Why the world's most voracious media tycoon chose to reveal himself to the world's most abrasive media journalist isn't satisfyingly answered here, but that's not because nobody asks it. In interviews with everyone from News Corporation lieutenants to Murdoch's children, Wolff confronts bafflement at why this most self-effacing of moguls suddenly wants us all to get to know him. But get to know him we do, and while tales of his deal-crafting and political kingmaking reinforce the usual view of him as the Darth Vader of all media, it's hard not to be impressed by how he's beaten the odds not only by keeping a dynastic family business vital, but also by building it into an empire.

The Great Depression Ahead: How to Prosper in the Crash Following the Greatest Boom in History
By Harry S. Dent Jr.

Money manager Dent has made bold predictions in earlier books, earning him detractors who ridicule as simplistic his insistence that demographics drive economic cycles. But while his predilection for setting specific dates (his previous titles refer to bubble-driven booms ending in 2010) shows a tendency to shoot himself in the foot, he did predict the booms of the 1990s and the 2000s when others didn't. This time, Dent paints a gloomy like-Japan-in-the-1990s deflationary picture for the world, but offers survival strategies that the lean and liquid can use to stay afloat.

The Ascent of Money: A Financial History of the World
By Niall Ferguson

With previous books about great empires and wars, Harvard historian and Financial Times columnist Ferguson has marked himself as a man in love with big subjects.

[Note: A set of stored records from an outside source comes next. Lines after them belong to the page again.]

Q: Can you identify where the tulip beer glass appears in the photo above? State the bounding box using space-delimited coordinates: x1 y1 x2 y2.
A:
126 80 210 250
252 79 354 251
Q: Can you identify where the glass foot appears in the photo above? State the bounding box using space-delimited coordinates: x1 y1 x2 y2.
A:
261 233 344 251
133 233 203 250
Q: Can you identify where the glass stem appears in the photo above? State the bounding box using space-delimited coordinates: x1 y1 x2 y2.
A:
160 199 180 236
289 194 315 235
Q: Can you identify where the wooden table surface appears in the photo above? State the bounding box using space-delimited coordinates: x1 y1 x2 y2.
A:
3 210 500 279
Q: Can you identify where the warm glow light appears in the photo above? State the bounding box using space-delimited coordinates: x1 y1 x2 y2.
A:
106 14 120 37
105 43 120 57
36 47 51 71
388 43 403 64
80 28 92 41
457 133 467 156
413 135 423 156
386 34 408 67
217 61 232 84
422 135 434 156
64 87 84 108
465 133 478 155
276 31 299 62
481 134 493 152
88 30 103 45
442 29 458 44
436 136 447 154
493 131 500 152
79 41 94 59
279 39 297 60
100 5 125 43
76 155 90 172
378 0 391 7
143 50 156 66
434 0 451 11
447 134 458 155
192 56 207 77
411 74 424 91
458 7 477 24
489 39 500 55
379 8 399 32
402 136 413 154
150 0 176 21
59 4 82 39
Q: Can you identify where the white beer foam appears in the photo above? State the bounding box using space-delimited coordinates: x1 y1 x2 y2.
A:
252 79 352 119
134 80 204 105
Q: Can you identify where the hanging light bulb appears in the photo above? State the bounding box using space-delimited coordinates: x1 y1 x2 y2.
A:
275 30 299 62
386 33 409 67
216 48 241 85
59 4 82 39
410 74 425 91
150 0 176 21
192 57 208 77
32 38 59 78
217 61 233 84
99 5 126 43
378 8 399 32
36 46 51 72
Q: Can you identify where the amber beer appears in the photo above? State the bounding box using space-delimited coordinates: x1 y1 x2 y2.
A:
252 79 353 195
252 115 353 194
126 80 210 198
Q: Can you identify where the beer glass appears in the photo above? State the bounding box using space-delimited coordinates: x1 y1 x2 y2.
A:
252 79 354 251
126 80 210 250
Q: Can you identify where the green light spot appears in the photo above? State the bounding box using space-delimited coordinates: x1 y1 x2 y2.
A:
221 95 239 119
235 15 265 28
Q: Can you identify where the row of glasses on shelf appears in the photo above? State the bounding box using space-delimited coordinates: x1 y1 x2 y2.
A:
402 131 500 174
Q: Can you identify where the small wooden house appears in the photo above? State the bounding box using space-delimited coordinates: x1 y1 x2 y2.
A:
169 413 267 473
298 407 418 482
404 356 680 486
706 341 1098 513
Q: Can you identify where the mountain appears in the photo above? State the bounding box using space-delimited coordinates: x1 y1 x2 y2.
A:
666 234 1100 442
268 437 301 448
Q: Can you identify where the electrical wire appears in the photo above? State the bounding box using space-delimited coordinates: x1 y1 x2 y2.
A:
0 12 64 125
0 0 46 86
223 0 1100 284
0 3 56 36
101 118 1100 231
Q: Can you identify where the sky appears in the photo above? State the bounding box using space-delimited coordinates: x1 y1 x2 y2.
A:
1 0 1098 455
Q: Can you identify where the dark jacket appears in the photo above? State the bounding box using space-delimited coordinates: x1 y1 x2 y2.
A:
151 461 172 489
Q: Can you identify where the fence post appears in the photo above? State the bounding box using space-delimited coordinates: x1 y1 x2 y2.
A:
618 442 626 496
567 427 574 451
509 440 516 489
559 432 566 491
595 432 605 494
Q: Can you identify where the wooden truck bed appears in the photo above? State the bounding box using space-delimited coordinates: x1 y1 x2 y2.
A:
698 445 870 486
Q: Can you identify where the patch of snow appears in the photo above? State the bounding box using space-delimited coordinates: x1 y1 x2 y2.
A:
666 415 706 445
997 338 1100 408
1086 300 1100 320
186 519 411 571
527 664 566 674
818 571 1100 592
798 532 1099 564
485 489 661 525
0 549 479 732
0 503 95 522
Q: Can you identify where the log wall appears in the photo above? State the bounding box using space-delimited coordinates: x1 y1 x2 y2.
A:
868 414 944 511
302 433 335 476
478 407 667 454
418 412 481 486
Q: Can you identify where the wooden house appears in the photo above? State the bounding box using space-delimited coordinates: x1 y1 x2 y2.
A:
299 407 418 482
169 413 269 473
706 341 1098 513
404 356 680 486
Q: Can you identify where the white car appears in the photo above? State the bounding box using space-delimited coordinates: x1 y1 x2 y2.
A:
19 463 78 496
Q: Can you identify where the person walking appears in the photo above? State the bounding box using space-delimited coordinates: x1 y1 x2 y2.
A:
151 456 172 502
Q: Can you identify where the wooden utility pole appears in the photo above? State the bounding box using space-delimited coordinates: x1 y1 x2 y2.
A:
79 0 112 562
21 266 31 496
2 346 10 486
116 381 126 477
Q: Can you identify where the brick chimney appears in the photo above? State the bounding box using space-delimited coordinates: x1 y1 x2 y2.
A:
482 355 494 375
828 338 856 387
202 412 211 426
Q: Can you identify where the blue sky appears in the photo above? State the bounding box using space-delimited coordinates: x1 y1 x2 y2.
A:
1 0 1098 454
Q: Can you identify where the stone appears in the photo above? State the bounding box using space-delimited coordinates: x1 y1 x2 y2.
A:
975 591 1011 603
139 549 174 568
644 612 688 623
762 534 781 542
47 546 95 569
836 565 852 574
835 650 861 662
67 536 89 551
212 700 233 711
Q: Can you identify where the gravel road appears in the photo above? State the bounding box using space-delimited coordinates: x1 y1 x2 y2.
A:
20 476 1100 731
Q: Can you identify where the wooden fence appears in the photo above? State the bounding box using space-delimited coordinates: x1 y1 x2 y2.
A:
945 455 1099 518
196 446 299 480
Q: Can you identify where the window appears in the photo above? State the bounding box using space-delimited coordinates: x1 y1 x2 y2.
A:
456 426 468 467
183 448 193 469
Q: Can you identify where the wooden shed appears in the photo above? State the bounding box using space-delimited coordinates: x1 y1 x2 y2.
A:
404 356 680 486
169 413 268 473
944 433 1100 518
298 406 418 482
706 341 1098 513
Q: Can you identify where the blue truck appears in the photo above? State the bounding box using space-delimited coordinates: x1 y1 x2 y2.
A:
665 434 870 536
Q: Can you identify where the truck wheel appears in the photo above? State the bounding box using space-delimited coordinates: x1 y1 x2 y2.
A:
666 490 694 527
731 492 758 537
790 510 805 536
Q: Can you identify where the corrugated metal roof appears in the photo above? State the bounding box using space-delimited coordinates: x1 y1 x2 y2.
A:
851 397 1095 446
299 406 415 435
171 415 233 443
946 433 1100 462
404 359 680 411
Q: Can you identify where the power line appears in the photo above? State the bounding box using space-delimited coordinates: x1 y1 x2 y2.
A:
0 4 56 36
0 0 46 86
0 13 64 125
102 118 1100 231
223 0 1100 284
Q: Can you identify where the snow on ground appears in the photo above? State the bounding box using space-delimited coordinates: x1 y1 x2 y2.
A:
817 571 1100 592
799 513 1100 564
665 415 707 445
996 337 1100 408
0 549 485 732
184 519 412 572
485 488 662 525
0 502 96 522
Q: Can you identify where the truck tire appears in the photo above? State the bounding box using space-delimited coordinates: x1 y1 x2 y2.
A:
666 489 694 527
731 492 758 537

This tracing of the financial forces that have shaped everything from the Renaissance to the flooding of New Orleans after Katrina is both suitably big and more fun to read than it might've been in other hands. Given that he finished writing it in May, it also lacks the whiff of apocalypse that now hangs in the air. As such it's a worthwhile reminder that in the long term the trend has always been upward.